Republican candidate for governor Adam Putnam has posted over $22.5 million in his quest to be the state’s next chief executive, according to a Monday morning email.

Putnam’s campaign and political committee, Florida Grown, now have raised a combined $22.55 million to date, spokeswoman Amanda Bevis said.

They’re left with $16.25 million in combined cash on hand at the end of December.

For December, they collected a total of more than $1.19 million: Roughly $94,000 by Putnam for Governor and $1.10 million by the Florida Grown PC.

There have been “8,043 contributors to the campaign to date, and 6,103 small-dollar contributors (less than $500 each) to the campaign to date,” Bevis said.

The required finance reports will be filed with the state Division of Elections this week, she added.

Putnam, now the state’s Commissioner of Agriculture and Consumer Services, is term-limited in that post this year. He declared his long-expected run for governor in May.

Chris King attracts $100K in campaign donations in December

Democratic gubernatorial candidate Chris King raised just over $100,000 combined in December for his official election campaign and his independent political committee Rise and Lead, Florida, his campaign announced Friday.

With the December draw, King’s two committees reported raising $2.97 million total in 2017, and ended the year with $1.62 million cash on hand, his campaign reported.

King’s official campaign committee began December with $1.17 million left in the bank, and Rise and Lead with about $500,000. The latest numbers have not yet been posted.

“I’m encouraged by the response we’ve received in 2017, from across Florida, to a governor who has a fresh approach to politics and who can grow our economy so it works for everyone,” King stated in a news release from his campaign. “Now I’m excited to see all we’re able to accomplish in 2018.”
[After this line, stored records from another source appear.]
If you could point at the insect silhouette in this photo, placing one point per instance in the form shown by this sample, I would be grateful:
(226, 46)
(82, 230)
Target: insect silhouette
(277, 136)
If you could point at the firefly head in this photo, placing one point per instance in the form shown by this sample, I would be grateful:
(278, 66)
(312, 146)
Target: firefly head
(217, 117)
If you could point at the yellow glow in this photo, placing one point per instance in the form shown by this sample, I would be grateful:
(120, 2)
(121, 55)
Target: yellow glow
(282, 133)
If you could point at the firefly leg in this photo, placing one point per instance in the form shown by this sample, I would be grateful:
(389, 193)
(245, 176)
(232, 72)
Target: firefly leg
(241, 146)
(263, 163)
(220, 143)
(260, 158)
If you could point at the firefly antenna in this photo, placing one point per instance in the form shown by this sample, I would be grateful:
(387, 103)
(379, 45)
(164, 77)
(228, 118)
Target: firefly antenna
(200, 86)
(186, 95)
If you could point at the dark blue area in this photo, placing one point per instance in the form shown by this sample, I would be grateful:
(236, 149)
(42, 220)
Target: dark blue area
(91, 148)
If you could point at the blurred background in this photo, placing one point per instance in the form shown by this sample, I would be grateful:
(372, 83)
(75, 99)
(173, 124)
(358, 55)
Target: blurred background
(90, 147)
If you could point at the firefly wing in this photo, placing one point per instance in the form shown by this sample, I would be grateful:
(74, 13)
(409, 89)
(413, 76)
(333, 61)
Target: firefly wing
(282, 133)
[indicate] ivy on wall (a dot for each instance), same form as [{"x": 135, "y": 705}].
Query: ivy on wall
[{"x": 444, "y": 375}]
King, a Winter Park businessman, faces U.S. Rep. Gwen Graham of Tallahassee, former Miami Beach Mayor Philip Levine and Tallahassee Mayor Andrew Gillum in seeking the Democratic primary nomination to run for governor. The leading Republican contenders are U.S. Rep. Ron DeSantis of Ponte Vedra Beach and Florida Agriculture Commissioner Adam Putnam of Bartow.
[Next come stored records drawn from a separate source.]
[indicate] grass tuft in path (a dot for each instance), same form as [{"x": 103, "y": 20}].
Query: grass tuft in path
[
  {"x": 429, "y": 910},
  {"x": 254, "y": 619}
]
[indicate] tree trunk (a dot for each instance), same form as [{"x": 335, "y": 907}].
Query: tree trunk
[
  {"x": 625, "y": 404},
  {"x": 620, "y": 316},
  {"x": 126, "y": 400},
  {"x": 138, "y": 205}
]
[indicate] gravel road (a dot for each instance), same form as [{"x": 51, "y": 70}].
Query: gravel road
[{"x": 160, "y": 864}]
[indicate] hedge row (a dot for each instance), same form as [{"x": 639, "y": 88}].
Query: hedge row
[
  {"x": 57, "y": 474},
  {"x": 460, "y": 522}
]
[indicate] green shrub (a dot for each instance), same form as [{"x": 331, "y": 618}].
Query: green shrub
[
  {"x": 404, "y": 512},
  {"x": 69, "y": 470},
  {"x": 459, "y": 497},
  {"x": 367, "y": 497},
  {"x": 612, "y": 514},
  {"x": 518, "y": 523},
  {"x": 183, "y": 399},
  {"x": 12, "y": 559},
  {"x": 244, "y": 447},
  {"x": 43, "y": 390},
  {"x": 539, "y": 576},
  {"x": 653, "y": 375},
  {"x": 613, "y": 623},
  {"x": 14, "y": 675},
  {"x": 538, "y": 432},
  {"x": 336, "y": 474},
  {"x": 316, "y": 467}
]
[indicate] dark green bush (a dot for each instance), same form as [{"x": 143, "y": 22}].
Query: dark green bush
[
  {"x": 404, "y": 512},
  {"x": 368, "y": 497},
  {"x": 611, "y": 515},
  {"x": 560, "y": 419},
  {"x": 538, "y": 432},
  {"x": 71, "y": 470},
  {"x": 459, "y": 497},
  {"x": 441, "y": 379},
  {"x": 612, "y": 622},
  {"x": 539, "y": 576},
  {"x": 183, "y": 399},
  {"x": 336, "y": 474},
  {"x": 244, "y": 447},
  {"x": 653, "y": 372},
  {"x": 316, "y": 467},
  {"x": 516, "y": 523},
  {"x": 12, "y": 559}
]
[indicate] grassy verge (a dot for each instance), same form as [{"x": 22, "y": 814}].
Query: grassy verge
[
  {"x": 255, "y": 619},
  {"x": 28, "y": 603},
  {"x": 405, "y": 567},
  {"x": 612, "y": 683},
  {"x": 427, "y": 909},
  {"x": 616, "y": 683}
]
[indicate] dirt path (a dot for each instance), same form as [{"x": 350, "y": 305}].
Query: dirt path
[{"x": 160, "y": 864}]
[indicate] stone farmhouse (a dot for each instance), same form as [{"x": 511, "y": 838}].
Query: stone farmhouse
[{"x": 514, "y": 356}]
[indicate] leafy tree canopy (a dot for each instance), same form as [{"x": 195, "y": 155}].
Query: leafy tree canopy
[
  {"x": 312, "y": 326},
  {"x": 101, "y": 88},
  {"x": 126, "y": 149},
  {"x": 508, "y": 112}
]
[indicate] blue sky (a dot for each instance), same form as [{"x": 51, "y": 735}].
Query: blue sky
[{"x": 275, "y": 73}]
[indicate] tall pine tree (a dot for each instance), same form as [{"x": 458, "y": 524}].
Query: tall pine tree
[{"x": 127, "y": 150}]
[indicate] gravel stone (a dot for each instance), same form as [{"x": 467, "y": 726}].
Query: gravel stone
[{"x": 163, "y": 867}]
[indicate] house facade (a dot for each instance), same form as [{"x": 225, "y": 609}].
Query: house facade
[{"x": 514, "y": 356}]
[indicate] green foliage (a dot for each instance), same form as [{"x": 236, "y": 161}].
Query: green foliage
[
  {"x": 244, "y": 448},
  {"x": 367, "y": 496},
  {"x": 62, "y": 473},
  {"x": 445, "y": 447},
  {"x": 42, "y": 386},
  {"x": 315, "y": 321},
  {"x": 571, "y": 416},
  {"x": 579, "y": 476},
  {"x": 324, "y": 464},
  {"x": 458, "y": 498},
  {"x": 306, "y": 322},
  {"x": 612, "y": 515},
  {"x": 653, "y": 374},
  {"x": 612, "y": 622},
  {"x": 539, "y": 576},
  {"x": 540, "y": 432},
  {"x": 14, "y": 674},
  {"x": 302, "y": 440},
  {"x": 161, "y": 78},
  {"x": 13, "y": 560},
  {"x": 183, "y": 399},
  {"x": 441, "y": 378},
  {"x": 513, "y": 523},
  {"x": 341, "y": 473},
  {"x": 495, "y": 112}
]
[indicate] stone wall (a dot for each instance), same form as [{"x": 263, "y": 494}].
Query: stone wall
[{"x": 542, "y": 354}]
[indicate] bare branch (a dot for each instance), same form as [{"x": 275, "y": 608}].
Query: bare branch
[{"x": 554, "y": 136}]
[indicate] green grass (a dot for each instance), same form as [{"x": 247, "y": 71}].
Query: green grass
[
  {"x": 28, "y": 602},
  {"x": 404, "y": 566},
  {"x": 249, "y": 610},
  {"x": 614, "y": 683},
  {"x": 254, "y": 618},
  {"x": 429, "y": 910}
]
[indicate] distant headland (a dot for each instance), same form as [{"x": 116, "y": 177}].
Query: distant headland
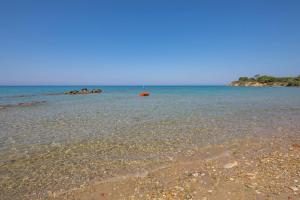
[{"x": 262, "y": 81}]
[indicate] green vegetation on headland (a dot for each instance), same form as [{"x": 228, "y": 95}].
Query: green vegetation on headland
[{"x": 260, "y": 81}]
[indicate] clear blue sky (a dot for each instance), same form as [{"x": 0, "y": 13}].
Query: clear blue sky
[{"x": 146, "y": 42}]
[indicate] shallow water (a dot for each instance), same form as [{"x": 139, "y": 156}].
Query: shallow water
[{"x": 71, "y": 140}]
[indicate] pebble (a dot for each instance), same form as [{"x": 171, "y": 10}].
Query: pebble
[
  {"x": 230, "y": 165},
  {"x": 294, "y": 188}
]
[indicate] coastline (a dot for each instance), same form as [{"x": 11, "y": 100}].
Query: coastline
[
  {"x": 75, "y": 146},
  {"x": 253, "y": 168}
]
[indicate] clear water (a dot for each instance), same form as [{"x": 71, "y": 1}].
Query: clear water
[{"x": 125, "y": 127}]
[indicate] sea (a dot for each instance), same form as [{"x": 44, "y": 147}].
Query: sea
[{"x": 50, "y": 141}]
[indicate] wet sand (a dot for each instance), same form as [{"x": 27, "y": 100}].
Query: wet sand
[{"x": 257, "y": 168}]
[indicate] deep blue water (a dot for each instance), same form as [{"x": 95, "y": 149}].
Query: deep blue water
[{"x": 211, "y": 112}]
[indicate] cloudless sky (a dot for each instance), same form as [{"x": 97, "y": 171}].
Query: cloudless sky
[{"x": 149, "y": 42}]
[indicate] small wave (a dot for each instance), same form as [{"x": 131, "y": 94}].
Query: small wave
[
  {"x": 29, "y": 95},
  {"x": 22, "y": 104}
]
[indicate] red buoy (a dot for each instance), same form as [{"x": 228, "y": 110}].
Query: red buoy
[{"x": 144, "y": 94}]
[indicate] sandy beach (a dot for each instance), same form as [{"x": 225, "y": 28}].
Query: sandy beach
[{"x": 261, "y": 168}]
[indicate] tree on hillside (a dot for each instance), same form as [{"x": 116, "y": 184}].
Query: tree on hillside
[{"x": 244, "y": 78}]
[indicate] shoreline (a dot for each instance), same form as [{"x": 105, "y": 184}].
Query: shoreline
[{"x": 258, "y": 168}]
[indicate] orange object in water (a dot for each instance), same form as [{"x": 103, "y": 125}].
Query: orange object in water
[{"x": 144, "y": 94}]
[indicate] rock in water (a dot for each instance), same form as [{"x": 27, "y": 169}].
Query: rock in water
[{"x": 97, "y": 91}]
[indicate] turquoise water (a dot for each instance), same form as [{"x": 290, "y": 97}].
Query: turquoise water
[
  {"x": 63, "y": 118},
  {"x": 49, "y": 144}
]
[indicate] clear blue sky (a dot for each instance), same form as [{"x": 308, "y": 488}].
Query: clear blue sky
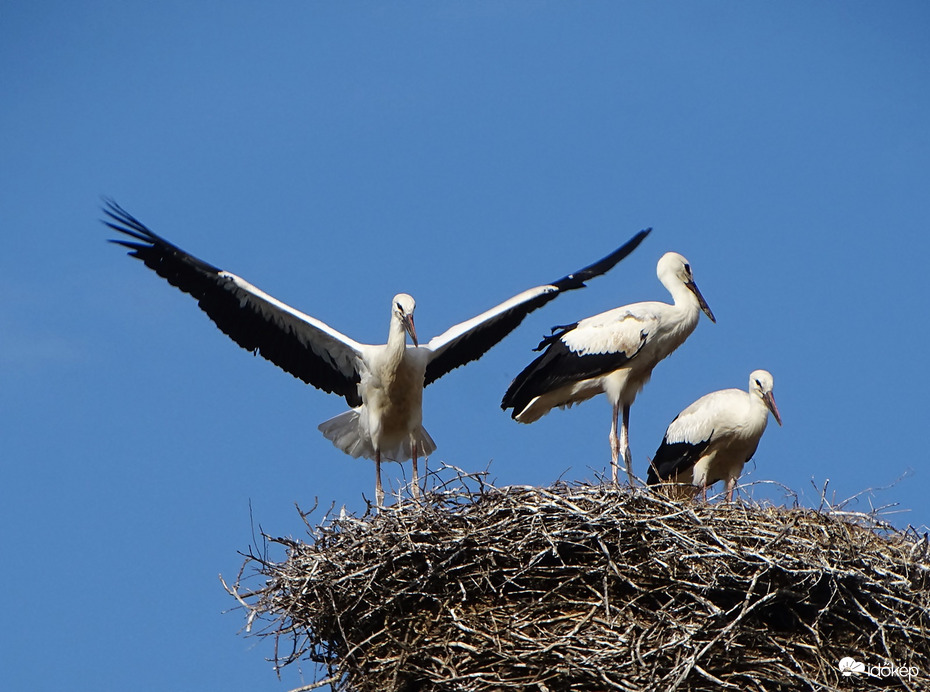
[{"x": 337, "y": 153}]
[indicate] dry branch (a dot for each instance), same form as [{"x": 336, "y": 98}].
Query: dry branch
[{"x": 594, "y": 588}]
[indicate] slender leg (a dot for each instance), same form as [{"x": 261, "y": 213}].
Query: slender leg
[
  {"x": 379, "y": 493},
  {"x": 416, "y": 472},
  {"x": 614, "y": 444},
  {"x": 625, "y": 442}
]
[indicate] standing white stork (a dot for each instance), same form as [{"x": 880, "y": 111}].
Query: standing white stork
[
  {"x": 714, "y": 437},
  {"x": 613, "y": 352},
  {"x": 382, "y": 383}
]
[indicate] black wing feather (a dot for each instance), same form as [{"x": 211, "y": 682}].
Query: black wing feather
[
  {"x": 231, "y": 309},
  {"x": 476, "y": 342},
  {"x": 674, "y": 458},
  {"x": 559, "y": 366}
]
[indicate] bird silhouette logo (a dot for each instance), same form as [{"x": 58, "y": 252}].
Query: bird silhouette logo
[{"x": 850, "y": 666}]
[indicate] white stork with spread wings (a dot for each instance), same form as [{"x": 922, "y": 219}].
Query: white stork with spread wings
[
  {"x": 714, "y": 437},
  {"x": 613, "y": 352},
  {"x": 382, "y": 383}
]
Philip Levine planning another bus tour of Florida

Philip Levine is gassing up a bus again for another tour of Florida, this time as an official candidate for governor.
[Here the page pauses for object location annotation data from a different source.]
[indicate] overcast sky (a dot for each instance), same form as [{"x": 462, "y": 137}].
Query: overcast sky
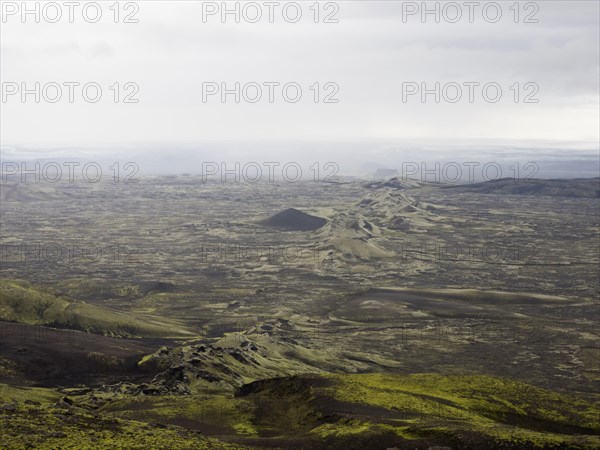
[{"x": 369, "y": 53}]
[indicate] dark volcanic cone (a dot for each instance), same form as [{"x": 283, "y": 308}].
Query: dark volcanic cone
[{"x": 292, "y": 219}]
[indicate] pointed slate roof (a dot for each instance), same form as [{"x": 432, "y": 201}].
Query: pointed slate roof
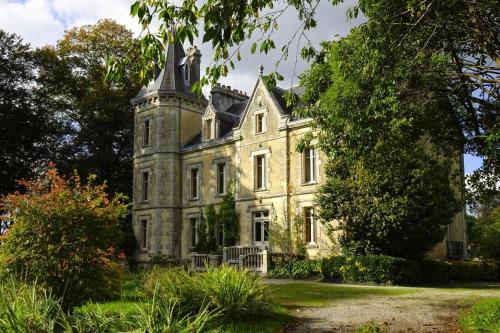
[{"x": 170, "y": 78}]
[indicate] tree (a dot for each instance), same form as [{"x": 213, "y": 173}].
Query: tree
[
  {"x": 465, "y": 32},
  {"x": 98, "y": 112},
  {"x": 485, "y": 233},
  {"x": 63, "y": 236},
  {"x": 387, "y": 125},
  {"x": 26, "y": 125}
]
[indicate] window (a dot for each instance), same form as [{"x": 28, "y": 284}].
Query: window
[
  {"x": 221, "y": 178},
  {"x": 145, "y": 186},
  {"x": 193, "y": 222},
  {"x": 186, "y": 73},
  {"x": 208, "y": 129},
  {"x": 309, "y": 165},
  {"x": 261, "y": 228},
  {"x": 260, "y": 172},
  {"x": 310, "y": 225},
  {"x": 146, "y": 133},
  {"x": 144, "y": 234},
  {"x": 194, "y": 186},
  {"x": 259, "y": 123}
]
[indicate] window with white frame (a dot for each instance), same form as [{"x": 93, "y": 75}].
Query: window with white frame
[
  {"x": 310, "y": 225},
  {"x": 194, "y": 185},
  {"x": 261, "y": 228},
  {"x": 144, "y": 233},
  {"x": 259, "y": 123},
  {"x": 193, "y": 223},
  {"x": 309, "y": 165},
  {"x": 208, "y": 129},
  {"x": 260, "y": 172},
  {"x": 221, "y": 178},
  {"x": 146, "y": 133},
  {"x": 145, "y": 186}
]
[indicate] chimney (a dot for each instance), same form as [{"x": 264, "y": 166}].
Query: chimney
[{"x": 194, "y": 57}]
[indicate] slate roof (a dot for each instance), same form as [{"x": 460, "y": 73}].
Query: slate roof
[{"x": 170, "y": 78}]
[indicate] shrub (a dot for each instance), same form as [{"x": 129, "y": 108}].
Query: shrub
[
  {"x": 392, "y": 270},
  {"x": 369, "y": 328},
  {"x": 63, "y": 237},
  {"x": 296, "y": 269},
  {"x": 482, "y": 317},
  {"x": 232, "y": 292}
]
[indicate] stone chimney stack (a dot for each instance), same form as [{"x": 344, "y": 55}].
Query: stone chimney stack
[
  {"x": 223, "y": 97},
  {"x": 194, "y": 57}
]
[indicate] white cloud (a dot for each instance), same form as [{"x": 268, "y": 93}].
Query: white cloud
[
  {"x": 42, "y": 22},
  {"x": 33, "y": 20}
]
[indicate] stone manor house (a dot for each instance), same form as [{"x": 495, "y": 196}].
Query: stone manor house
[{"x": 187, "y": 151}]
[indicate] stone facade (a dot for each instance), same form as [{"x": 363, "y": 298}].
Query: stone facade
[{"x": 188, "y": 150}]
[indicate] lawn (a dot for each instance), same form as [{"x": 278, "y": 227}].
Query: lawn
[
  {"x": 287, "y": 296},
  {"x": 319, "y": 294},
  {"x": 290, "y": 295}
]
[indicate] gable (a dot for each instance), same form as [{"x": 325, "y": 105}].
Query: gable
[{"x": 264, "y": 102}]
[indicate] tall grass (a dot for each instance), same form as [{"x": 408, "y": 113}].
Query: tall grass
[
  {"x": 483, "y": 317},
  {"x": 26, "y": 308},
  {"x": 232, "y": 292}
]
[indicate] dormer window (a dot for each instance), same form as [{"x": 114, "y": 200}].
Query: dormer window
[
  {"x": 208, "y": 129},
  {"x": 260, "y": 123},
  {"x": 187, "y": 73}
]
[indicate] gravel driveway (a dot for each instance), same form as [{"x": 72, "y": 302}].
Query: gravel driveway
[{"x": 429, "y": 310}]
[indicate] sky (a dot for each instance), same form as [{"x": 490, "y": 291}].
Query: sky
[{"x": 42, "y": 22}]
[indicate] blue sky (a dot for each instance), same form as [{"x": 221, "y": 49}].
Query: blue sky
[{"x": 42, "y": 22}]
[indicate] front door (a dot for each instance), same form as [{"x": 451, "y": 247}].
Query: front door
[{"x": 261, "y": 228}]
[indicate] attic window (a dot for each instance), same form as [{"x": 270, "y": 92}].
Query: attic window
[
  {"x": 186, "y": 73},
  {"x": 208, "y": 129}
]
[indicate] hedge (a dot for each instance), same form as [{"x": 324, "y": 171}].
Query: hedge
[
  {"x": 392, "y": 270},
  {"x": 381, "y": 269}
]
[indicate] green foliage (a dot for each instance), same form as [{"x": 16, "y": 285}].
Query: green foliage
[
  {"x": 287, "y": 234},
  {"x": 232, "y": 292},
  {"x": 213, "y": 225},
  {"x": 63, "y": 237},
  {"x": 27, "y": 308},
  {"x": 220, "y": 227},
  {"x": 296, "y": 269},
  {"x": 23, "y": 110},
  {"x": 484, "y": 317},
  {"x": 228, "y": 217},
  {"x": 392, "y": 141},
  {"x": 246, "y": 19},
  {"x": 391, "y": 270},
  {"x": 485, "y": 234}
]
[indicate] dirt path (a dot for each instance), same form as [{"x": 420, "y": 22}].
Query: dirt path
[{"x": 429, "y": 311}]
Levine, the Democratic former mayor of Miami Beach, announced Friday that he plans to take a bus campaign tour that will start in Orlando next Tuesday morning and end in Key Largo on the afternoon of Friday, Jan. 12.

His campaign is calling the tour “Live! from Florida’s Living Rooms” and promises he’ll be presenting his vision for Florida’s future  from inside host families’ living rooms, throughout Florida.

Levine plans to kick off the tour in Orlando Tuesday morning by watching Gov. Rick Scott’s “State of the State” address from a host family’s living room, and then providing a direct response, via Facebook Live.

“Tallahassee always tells us what they want us to hear. I’m going around this state to make sure they hear from us. From the living rooms of Florida, we will let Tallahassee know that climate change is real, the minimum wage is unlivable, that drilling off our shores is off-limits, and that taking away our right to home rule is out of the question,” Levine stated in a news release.

“This tour begins a conversation we’ve never had, about things we’ve never done, for people who’ve never been given a chance. We’ve heard from Tallahassee. Now, I’m going to make sure they hear from us,” he added.

Levine faces Tallahassee Mayor Andrew Gillum, former U.S. Rep. Gwen Graham of Tallahassee, and Winter Park businessman Chris King in seeking the Democratic primary nomination to run for governor. The leading Republicans are Florida Agriculture Commissioner Adam Putnam of Bartow and U.S. Rep. Ron DeSantis of Ponte Vedra Beach, who just declared his candidacy Friday.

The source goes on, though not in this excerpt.